NY bill would give critters due process after P'Nut the squirrel was seized, beheaded by DEC agents

Yahoo09-04-2025

Don't tread on P.
State Republicans are pushing a bill that would give animals seized by the government a stay of execution after internet-famous P'Nut the Squirrel was decapitated by the government last year.
P'Nut's grieving owners Mark and Daniela Longo joined with state Assemblyman Jake Blumencranz (R-Nassau) at the state Capitol Tuesday to unveil 'Peanut's Law: The Humane Animal Protection Act' — which would require the Department of Environmental Conservation to wait 72 hours before euthanizing any seized animals.
'I sit here trying not to cry, but passing this law will be a movement to make sure that animal rights are not overlooked anymore,' an emotional Mark Longo told a large crowd gathered at the foot of the Capitol's Million Dollar Staircase.

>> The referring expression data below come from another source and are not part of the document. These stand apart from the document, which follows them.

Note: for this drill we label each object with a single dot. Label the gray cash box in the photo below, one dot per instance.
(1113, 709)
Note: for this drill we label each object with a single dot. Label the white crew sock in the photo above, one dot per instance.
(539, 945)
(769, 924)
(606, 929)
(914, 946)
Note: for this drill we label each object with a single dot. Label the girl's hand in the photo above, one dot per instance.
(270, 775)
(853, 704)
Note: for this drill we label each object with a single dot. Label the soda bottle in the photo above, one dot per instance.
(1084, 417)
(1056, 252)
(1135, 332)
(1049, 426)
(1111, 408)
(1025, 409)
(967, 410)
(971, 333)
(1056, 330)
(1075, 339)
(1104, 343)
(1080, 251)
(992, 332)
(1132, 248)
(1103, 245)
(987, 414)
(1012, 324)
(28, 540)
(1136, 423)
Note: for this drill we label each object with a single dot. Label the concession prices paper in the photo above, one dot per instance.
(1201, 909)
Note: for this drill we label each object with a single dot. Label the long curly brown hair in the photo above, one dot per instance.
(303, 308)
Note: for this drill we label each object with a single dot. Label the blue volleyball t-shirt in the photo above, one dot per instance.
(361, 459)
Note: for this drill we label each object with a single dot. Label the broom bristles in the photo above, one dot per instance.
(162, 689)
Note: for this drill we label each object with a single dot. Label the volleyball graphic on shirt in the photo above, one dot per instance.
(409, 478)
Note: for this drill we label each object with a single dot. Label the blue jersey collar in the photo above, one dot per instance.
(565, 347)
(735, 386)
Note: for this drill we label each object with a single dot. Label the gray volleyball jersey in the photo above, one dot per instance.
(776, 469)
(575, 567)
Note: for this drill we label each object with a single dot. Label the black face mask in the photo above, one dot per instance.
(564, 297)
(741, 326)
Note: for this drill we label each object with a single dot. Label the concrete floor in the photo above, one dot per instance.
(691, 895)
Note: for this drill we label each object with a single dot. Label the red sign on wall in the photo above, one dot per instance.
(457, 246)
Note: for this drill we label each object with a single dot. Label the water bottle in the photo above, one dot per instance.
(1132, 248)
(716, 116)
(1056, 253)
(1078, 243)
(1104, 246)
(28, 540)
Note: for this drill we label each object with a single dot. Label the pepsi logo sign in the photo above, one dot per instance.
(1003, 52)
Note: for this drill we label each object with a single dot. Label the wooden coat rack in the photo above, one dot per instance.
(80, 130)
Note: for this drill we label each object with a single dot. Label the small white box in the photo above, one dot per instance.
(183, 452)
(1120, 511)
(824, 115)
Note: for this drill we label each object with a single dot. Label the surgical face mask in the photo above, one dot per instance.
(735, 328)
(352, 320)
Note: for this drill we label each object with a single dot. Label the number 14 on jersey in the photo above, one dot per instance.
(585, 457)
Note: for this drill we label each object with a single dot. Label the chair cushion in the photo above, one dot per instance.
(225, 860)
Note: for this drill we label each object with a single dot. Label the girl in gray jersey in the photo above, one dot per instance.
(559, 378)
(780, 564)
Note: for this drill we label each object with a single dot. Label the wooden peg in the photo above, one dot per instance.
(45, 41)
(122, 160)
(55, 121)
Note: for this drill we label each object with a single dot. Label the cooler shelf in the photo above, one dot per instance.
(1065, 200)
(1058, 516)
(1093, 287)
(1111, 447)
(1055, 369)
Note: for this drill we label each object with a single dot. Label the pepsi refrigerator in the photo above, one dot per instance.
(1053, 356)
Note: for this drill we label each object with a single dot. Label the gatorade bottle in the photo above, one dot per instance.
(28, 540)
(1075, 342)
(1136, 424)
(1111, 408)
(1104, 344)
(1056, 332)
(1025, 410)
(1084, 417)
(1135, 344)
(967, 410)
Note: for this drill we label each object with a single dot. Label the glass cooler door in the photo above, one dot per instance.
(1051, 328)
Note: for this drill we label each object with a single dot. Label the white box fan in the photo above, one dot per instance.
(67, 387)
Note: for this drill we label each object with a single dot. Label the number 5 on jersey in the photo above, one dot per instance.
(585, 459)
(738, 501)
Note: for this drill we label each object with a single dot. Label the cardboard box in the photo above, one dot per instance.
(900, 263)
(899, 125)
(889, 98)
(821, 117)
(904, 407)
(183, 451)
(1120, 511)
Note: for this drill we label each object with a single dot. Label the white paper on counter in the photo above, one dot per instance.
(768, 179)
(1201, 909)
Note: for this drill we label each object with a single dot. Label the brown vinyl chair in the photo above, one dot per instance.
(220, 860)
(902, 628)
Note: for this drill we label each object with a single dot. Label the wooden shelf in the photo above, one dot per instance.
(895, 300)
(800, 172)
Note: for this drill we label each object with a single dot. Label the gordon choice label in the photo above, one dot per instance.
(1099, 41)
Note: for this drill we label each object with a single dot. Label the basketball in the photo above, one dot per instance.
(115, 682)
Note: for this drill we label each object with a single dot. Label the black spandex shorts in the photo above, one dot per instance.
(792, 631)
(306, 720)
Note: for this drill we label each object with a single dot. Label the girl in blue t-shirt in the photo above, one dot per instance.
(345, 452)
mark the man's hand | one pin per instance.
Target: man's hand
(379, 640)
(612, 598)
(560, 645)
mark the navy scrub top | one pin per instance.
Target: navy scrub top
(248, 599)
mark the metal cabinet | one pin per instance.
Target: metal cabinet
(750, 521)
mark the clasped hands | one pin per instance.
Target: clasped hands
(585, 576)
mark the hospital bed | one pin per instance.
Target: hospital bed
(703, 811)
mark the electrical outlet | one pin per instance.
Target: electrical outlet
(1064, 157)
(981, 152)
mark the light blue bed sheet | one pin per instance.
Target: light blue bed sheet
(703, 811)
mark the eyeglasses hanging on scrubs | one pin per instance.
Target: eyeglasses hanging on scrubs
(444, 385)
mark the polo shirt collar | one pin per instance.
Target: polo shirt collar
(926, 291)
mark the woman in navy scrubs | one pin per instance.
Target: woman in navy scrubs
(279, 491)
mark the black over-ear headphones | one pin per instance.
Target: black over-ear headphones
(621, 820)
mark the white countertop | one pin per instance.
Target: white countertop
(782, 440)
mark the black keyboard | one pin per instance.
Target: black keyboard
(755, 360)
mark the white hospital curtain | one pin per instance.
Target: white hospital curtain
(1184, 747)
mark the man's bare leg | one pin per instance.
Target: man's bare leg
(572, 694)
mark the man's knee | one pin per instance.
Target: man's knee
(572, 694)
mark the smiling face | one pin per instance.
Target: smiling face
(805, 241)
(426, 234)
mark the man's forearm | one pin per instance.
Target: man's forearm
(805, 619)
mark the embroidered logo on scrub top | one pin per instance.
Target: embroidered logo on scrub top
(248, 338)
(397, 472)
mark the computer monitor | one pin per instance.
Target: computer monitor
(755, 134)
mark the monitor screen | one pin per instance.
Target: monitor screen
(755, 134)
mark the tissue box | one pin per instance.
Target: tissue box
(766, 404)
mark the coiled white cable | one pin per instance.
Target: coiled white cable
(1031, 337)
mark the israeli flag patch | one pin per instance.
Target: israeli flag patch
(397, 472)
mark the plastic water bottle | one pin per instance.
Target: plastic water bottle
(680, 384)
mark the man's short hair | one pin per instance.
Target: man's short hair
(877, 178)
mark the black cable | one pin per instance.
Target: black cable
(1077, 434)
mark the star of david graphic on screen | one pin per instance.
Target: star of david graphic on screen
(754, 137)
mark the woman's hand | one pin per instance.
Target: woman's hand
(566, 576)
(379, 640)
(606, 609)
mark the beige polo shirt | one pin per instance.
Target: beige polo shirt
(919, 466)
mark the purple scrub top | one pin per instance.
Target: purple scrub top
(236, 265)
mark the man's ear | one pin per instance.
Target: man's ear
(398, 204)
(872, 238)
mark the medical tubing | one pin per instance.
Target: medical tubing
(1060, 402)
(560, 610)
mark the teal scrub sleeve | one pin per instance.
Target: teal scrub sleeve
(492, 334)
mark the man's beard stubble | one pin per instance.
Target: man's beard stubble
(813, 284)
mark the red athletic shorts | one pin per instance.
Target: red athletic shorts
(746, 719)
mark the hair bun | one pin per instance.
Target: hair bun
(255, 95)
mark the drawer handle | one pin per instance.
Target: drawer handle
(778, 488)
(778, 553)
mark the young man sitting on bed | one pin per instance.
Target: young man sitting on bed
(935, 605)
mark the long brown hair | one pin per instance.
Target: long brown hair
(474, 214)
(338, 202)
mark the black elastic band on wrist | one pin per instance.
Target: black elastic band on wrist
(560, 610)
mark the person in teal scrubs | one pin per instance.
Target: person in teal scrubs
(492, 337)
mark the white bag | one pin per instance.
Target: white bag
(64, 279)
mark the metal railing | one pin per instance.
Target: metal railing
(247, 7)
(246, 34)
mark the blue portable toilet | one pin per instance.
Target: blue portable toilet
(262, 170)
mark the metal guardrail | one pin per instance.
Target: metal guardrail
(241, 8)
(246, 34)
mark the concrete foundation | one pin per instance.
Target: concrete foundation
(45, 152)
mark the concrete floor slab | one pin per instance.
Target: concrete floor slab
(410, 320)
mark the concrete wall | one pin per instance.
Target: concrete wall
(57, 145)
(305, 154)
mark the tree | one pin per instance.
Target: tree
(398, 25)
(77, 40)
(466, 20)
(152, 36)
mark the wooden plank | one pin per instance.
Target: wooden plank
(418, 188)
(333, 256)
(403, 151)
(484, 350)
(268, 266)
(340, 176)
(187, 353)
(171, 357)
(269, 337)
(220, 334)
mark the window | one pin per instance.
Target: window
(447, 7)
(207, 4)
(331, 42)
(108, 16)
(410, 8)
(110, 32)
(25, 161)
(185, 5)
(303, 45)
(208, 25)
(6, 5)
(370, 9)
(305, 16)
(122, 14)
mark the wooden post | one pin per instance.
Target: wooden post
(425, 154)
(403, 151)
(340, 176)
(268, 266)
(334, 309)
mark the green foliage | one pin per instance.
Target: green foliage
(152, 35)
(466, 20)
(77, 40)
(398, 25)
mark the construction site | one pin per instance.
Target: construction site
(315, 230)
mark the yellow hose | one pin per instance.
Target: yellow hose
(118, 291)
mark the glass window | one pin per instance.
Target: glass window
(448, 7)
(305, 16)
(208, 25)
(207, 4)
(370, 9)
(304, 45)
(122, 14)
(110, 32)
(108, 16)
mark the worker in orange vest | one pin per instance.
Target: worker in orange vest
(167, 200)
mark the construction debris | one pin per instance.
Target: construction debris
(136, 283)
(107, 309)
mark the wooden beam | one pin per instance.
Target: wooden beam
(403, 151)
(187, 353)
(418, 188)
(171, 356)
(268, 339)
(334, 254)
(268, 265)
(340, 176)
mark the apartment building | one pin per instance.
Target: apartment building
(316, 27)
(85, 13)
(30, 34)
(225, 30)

'I loved those animals to death,' he added, referring to P'Nut and another pet named Fred the Squirrel that was seized in the same raid and also put down. 'And today is a day that we push forward to make sure that this tragedy never happens again.'
The owner wore a tiny cowboy hat P'Nut had worn in social media posts pinned to his lapel.
The critters were housed at the Longos' upstate farm before a DEC raid on Oct. 30, 2024 that officials said was sparked by anonymous complaints of animal mistreatment.
The animals' heads were cut off by state officials within hours so their brains could be tested for rabies after the frightened squirrel allegedly bit a handler's leather glove — setting off a massive backlash to the DEC's behavior.
'His death stopped people in their tracks, from the president of the United States to the chief justice of the Supreme Court, to celebrities to everyday New Yorkers,' said Assemblyman Blumencranz, who pointed out that the tests which cost P'Nut and Fred their lives came back negative for rabies.
'They were not dangerous. They were not sick. They were not wild threats roaming the streets. They were rescues — loved, nurtured, and safe,' he said.
'Here is the cold, hard truth. It is too little, too late. Words don't save P'Nut and Fred, and words won't save the next animal, or the next family, unless we change the law.'
The bill would also require an administrative hearing before any animals can be seized or euthanized from wildlife sanctuaries, unless their is hard proof of an immediate threat to the public.
During the announcement Tuesday, Longo and other speakers stood before a lectern adorned with banner emulating the yellow Revolutionary War-era Gadsden flag — with the image of rattlesnake replaced by a squirrel perched atop the words 'Don't Tread on Me.'
There was also a picture of Fred, and one of P'Nut in his tiny one-gallon cowboy hat.